So keep feeding your fish well!


----------



## Pendulum (Oct 13, 2014)

The aquarium almost 6 months old. I dont feel the soil has lowered its "power". I hope the soil will keep this ability as long as possible.


----------



## Michael (Jul 20, 2010)

Still looking great!


----------



## asad_200113 (Aug 24, 2017)

Is that tall background plant Hygrophila Angustifolia 


Sent from my iPhone using Tapatalk


----------



## Pendulum (Oct 13, 2014)

asad_200113 said:


> Is that tall background plant Hygrophila Angustifolia
> 
> Sent from my iPhone using Tapatalk


Yes it is.


----------



## Pendulum (Oct 13, 2014)

My aquarium became 7,5 months old. The growth rate is dropped, and I found nitrogen deficiency. But I made balls of compost and clay, and the deficiency is disappeared.


----------



## dwalstad (Apr 14, 2006)

Still gorgeous! You've obviously know what you are doing. I like it that you added compost to the clay balls. Nice touch!


----------



## Michael (Jul 20, 2010)

Wonderful tank, and I will remember that compost-in-clay technique.


----------



## FromReefs2Plants (Aug 14, 2017)

For the clay and compost, you literally just made a ball of it and popped it down on the gravel? As for clay, I have been seeing that pop up, what does it do?


----------



## Pendulum (Oct 13, 2014)

FromReefs2Plants said:


> For the clay and compost, you literally just made a ball of it and popped it down on the gravel? As for clay, I have been seeing that pop up, what does it do?

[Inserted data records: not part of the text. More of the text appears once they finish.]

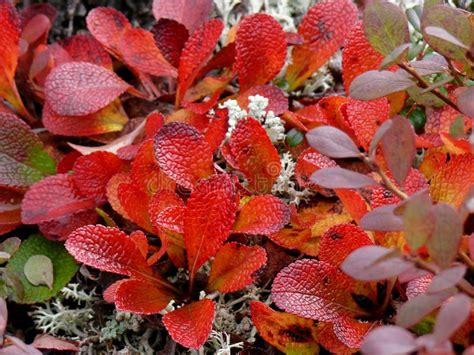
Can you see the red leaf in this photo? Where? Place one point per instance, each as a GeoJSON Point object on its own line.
{"type": "Point", "coordinates": [260, 50]}
{"type": "Point", "coordinates": [339, 241]}
{"type": "Point", "coordinates": [324, 28]}
{"type": "Point", "coordinates": [138, 50]}
{"type": "Point", "coordinates": [77, 89]}
{"type": "Point", "coordinates": [24, 160]}
{"type": "Point", "coordinates": [107, 25]}
{"type": "Point", "coordinates": [140, 297]}
{"type": "Point", "coordinates": [108, 249]}
{"type": "Point", "coordinates": [92, 173]}
{"type": "Point", "coordinates": [365, 117]}
{"type": "Point", "coordinates": [314, 289]}
{"type": "Point", "coordinates": [283, 329]}
{"type": "Point", "coordinates": [170, 37]}
{"type": "Point", "coordinates": [252, 152]}
{"type": "Point", "coordinates": [190, 13]}
{"type": "Point", "coordinates": [85, 48]}
{"type": "Point", "coordinates": [234, 266]}
{"type": "Point", "coordinates": [210, 214]}
{"type": "Point", "coordinates": [358, 56]}
{"type": "Point", "coordinates": [265, 214]}
{"type": "Point", "coordinates": [108, 119]}
{"type": "Point", "coordinates": [183, 154]}
{"type": "Point", "coordinates": [51, 198]}
{"type": "Point", "coordinates": [191, 325]}
{"type": "Point", "coordinates": [146, 173]}
{"type": "Point", "coordinates": [196, 53]}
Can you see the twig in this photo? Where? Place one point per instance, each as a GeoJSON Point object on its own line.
{"type": "Point", "coordinates": [424, 84]}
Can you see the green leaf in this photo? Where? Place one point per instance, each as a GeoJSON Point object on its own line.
{"type": "Point", "coordinates": [64, 268]}
{"type": "Point", "coordinates": [386, 27]}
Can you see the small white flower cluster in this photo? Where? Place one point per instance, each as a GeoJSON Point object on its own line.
{"type": "Point", "coordinates": [257, 104]}
{"type": "Point", "coordinates": [285, 184]}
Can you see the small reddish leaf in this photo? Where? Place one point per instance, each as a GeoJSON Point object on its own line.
{"type": "Point", "coordinates": [332, 142]}
{"type": "Point", "coordinates": [208, 220]}
{"type": "Point", "coordinates": [452, 181]}
{"type": "Point", "coordinates": [339, 241]}
{"type": "Point", "coordinates": [260, 50]}
{"type": "Point", "coordinates": [389, 339]}
{"type": "Point", "coordinates": [190, 13]}
{"type": "Point", "coordinates": [313, 289]}
{"type": "Point", "coordinates": [338, 178]}
{"type": "Point", "coordinates": [183, 154]}
{"type": "Point", "coordinates": [253, 153]}
{"type": "Point", "coordinates": [265, 214]}
{"type": "Point", "coordinates": [23, 159]}
{"type": "Point", "coordinates": [107, 26]}
{"type": "Point", "coordinates": [138, 50]}
{"type": "Point", "coordinates": [92, 173]}
{"type": "Point", "coordinates": [108, 249]}
{"type": "Point", "coordinates": [373, 262]}
{"type": "Point", "coordinates": [109, 119]}
{"type": "Point", "coordinates": [196, 52]}
{"type": "Point", "coordinates": [51, 198]}
{"type": "Point", "coordinates": [324, 28]}
{"type": "Point", "coordinates": [140, 297]}
{"type": "Point", "coordinates": [77, 89]}
{"type": "Point", "coordinates": [365, 117]}
{"type": "Point", "coordinates": [170, 37]}
{"type": "Point", "coordinates": [191, 325]}
{"type": "Point", "coordinates": [282, 329]}
{"type": "Point", "coordinates": [234, 266]}
{"type": "Point", "coordinates": [452, 315]}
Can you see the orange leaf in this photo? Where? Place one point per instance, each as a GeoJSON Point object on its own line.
{"type": "Point", "coordinates": [265, 214]}
{"type": "Point", "coordinates": [250, 150]}
{"type": "Point", "coordinates": [208, 220]}
{"type": "Point", "coordinates": [183, 154]}
{"type": "Point", "coordinates": [260, 50]}
{"type": "Point", "coordinates": [234, 266]}
{"type": "Point", "coordinates": [282, 329]}
{"type": "Point", "coordinates": [324, 28]}
{"type": "Point", "coordinates": [191, 325]}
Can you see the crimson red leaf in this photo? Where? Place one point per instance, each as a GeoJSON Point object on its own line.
{"type": "Point", "coordinates": [234, 266]}
{"type": "Point", "coordinates": [190, 13]}
{"type": "Point", "coordinates": [260, 50]}
{"type": "Point", "coordinates": [251, 151]}
{"type": "Point", "coordinates": [196, 52]}
{"type": "Point", "coordinates": [332, 142]}
{"type": "Point", "coordinates": [92, 173]}
{"type": "Point", "coordinates": [108, 249]}
{"type": "Point", "coordinates": [208, 220]}
{"type": "Point", "coordinates": [339, 241]}
{"type": "Point", "coordinates": [264, 214]}
{"type": "Point", "coordinates": [324, 28]}
{"type": "Point", "coordinates": [389, 339]}
{"type": "Point", "coordinates": [371, 263]}
{"type": "Point", "coordinates": [313, 289]}
{"type": "Point", "coordinates": [399, 148]}
{"type": "Point", "coordinates": [339, 178]}
{"type": "Point", "coordinates": [140, 297]}
{"type": "Point", "coordinates": [80, 88]}
{"type": "Point", "coordinates": [183, 153]}
{"type": "Point", "coordinates": [452, 315]}
{"type": "Point", "coordinates": [51, 198]}
{"type": "Point", "coordinates": [191, 325]}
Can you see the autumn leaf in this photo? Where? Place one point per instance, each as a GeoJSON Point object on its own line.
{"type": "Point", "coordinates": [260, 50]}
{"type": "Point", "coordinates": [191, 325]}
{"type": "Point", "coordinates": [234, 266]}
{"type": "Point", "coordinates": [208, 220]}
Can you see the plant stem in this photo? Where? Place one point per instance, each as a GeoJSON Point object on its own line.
{"type": "Point", "coordinates": [424, 84]}
{"type": "Point", "coordinates": [463, 285]}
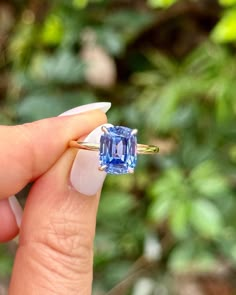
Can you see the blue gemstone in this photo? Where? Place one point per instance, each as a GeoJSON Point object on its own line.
{"type": "Point", "coordinates": [118, 150]}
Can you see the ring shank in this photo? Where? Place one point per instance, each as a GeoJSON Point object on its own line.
{"type": "Point", "coordinates": [141, 148]}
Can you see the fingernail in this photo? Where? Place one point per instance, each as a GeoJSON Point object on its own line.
{"type": "Point", "coordinates": [85, 176]}
{"type": "Point", "coordinates": [103, 106]}
{"type": "Point", "coordinates": [16, 209]}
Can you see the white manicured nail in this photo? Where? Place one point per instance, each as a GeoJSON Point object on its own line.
{"type": "Point", "coordinates": [103, 106]}
{"type": "Point", "coordinates": [85, 176]}
{"type": "Point", "coordinates": [16, 209]}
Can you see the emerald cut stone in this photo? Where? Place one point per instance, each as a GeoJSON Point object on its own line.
{"type": "Point", "coordinates": [118, 150]}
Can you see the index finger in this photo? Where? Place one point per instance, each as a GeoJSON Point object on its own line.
{"type": "Point", "coordinates": [29, 150]}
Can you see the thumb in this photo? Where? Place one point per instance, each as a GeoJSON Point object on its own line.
{"type": "Point", "coordinates": [55, 254]}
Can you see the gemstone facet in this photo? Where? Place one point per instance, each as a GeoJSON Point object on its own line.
{"type": "Point", "coordinates": [118, 150]}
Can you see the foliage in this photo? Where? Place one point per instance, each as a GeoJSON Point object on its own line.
{"type": "Point", "coordinates": [176, 213]}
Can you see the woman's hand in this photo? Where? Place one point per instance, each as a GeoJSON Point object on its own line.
{"type": "Point", "coordinates": [55, 253]}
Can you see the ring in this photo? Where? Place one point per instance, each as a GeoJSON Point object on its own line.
{"type": "Point", "coordinates": [118, 149]}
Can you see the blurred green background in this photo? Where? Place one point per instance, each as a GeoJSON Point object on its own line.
{"type": "Point", "coordinates": [169, 69]}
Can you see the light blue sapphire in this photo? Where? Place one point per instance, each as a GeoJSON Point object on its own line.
{"type": "Point", "coordinates": [118, 150]}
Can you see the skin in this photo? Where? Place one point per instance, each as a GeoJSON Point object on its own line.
{"type": "Point", "coordinates": [55, 253]}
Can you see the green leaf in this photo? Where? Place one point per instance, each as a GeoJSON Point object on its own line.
{"type": "Point", "coordinates": [207, 180]}
{"type": "Point", "coordinates": [52, 31]}
{"type": "Point", "coordinates": [187, 256]}
{"type": "Point", "coordinates": [43, 105]}
{"type": "Point", "coordinates": [206, 218]}
{"type": "Point", "coordinates": [179, 219]}
{"type": "Point", "coordinates": [225, 30]}
{"type": "Point", "coordinates": [159, 210]}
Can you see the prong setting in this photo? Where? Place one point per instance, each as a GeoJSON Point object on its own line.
{"type": "Point", "coordinates": [130, 170]}
{"type": "Point", "coordinates": [104, 129]}
{"type": "Point", "coordinates": [102, 168]}
{"type": "Point", "coordinates": [134, 132]}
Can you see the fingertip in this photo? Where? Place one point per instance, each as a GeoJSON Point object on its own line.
{"type": "Point", "coordinates": [8, 225]}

The clay is very little particles, and it have high CEC. CEC is cation exchange capacity, shortly, it stores the nutrients for a shorter or longer time, and it "gives back" for the water when the physical conditions are allows the cation exchange with the water. I dont know at the moment, that the plant roots could or not uptake this ions from directly the surface of the clay particle. Michael? Diana?


----------



## Michael (Jul 20, 2010)

Yes, plant roots can absorb the nutrients directly from the clay particles. This is why some type of clay is an important ingredient--it keeps the nutrients in the substrate and out of the water, helping to reduce algae growth.


----------